About 161 respondents were from state and local entities and 149 from federal. While survey takers weren’t asked to list the entities they worked for — which could reveal if some came from the same one — “it can be assumed they come from various government organizations,” a MeriTalk representative told Government Technology.
KEY RISKS
IT decision-makers at state and local governments largely saw room to improve resiliency. Fewer than 40 percent were “very confident” that their organization could “maintain vital services in the face of cyber attacks, insider threats, infrastructure outages, and critical application failures,” according to the report.
Federal government, in contrast, was more likely to worry about internal control systems, with 49 percent deeming these “most vulnerable” compared to just 31 percent of state and local respondents.

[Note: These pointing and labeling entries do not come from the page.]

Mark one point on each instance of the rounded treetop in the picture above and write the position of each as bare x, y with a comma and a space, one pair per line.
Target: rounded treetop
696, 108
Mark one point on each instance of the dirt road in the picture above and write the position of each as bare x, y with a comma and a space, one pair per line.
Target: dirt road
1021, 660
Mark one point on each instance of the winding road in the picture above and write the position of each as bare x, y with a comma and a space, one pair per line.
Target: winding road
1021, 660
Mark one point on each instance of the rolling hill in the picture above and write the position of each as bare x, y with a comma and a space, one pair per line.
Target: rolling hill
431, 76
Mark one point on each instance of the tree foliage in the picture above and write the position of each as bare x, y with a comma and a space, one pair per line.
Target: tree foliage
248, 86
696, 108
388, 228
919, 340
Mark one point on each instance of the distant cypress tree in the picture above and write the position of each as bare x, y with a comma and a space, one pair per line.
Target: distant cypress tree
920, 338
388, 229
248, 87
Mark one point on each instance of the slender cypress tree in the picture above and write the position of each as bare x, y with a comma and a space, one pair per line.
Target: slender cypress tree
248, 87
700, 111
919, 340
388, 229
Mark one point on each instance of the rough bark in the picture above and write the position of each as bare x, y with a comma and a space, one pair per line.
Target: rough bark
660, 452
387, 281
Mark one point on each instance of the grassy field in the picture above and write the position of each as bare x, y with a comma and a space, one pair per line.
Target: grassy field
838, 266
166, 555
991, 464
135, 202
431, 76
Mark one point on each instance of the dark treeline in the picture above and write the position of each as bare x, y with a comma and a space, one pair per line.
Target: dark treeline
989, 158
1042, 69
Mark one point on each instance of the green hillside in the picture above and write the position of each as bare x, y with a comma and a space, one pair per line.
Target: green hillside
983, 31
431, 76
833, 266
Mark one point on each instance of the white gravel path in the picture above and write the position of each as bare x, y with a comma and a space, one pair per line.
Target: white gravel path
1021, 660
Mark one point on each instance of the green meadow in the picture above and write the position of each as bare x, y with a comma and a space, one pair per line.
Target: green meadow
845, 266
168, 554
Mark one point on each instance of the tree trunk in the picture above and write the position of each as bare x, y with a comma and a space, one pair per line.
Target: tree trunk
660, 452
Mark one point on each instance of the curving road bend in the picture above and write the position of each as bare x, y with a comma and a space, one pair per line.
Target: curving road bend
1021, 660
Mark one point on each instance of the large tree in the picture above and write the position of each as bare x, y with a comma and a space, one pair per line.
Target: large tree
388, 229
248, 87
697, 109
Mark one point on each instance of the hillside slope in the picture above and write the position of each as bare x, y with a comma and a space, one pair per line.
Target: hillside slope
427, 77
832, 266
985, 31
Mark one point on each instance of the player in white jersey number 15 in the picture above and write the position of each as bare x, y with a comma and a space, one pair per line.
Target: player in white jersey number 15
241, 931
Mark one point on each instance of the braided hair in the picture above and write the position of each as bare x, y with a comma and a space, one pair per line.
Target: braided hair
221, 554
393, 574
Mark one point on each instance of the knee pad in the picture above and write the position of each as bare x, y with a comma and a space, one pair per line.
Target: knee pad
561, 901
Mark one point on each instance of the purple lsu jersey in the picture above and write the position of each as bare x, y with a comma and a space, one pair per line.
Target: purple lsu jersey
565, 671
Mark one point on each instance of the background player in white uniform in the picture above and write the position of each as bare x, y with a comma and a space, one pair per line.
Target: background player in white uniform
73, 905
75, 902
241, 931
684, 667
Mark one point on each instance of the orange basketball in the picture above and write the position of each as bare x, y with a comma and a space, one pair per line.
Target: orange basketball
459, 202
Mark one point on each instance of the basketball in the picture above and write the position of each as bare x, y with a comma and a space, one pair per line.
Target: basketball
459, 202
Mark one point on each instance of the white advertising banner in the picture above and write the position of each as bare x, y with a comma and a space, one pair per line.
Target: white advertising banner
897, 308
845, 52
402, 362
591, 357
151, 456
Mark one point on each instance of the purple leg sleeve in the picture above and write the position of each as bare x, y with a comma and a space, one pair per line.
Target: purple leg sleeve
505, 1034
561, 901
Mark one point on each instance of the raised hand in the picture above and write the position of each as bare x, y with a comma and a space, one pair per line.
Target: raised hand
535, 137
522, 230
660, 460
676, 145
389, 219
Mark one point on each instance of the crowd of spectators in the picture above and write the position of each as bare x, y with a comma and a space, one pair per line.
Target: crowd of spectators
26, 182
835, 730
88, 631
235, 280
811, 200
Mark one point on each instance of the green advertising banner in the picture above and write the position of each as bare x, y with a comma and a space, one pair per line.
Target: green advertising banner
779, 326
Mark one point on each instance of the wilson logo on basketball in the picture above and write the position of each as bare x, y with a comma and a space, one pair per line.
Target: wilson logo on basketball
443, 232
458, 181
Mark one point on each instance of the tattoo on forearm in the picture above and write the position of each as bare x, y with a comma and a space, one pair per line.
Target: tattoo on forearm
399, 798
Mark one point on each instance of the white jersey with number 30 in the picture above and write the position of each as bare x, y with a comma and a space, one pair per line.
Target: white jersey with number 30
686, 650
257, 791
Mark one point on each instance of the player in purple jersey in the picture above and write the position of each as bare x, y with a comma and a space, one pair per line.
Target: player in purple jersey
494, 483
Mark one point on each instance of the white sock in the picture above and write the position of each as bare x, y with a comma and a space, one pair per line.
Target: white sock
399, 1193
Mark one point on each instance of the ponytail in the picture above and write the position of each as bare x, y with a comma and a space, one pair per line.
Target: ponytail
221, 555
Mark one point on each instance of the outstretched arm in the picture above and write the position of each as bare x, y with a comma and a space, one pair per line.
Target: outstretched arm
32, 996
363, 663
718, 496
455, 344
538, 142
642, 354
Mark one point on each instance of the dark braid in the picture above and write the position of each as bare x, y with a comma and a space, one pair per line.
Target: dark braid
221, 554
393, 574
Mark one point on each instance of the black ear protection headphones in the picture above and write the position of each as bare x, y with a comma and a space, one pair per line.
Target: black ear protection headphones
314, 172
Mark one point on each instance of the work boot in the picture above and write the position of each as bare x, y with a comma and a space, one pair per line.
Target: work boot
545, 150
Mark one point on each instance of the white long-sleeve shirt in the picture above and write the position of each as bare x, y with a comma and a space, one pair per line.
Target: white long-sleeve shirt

Seventy-one percent of state and local IT decision-makers named malware (which included phishing) as one of the greatest threats to their organization’s cyber resilience, while only 57 percent of federal respondents did the same. Similarly, 59 percent of state and local survey takers pointed to ransomware (which the survey treated as a separate category), compared to 42 percent of federal ones.
But state and local governments were less concerned than federal about threats of malicious insiders and denial-of-service (DoS) attacks. Malicious insiders were a top worry for 45 percent of federal respondents but only 24 percent of state and local respondents, while DoS attacks troubled 35 percent of federal respondents and 23 percent of state and local ones.
GAPS AND PLANS
Despite these concerns, governments have been making progress on resilience — and feeling the results. Just under half of state and local survey takers said cyber resilience improvements over the past two years had helped their entities better mitigate risk. State and local respondents were also particularly confident about their abilities to monitor for threats (cited by 71 percent), while shakier on areas like governance activities related to resilience (which only 24 percent were confident about).
Governments have distance to go in their resilience journeys. When asked to select the weakest part of their cyber resilience, 65 percent of both federal and state and local respondent groups named workforce development, with smaller portions of respondents naming security or IT. Some survey takers pointed to struggles retaining employees with the right skills, hiring enough people or familiarizing users with technology.
Report authors recommended entities tackle workforce strains in part by holding regular employee trainings about good cyber practices and taking efforts to foster a culture of risk management. Decision-makers seemed ready to focus here: as they considered where to direct investments for the next two years, state and local respondents homed in on workforce training, as well as on data encryption, and policies and controls to prevent data loss.
Report authors recommended governments take steps like setting organization-wide resilience strategies and goals, increasing communication and collaboration across departments and promoting a broader view of resilience that sees it as more than “check-the-box” compliance and instead as an organization’s ability to avoid, handle and bounce back from cyber incidents.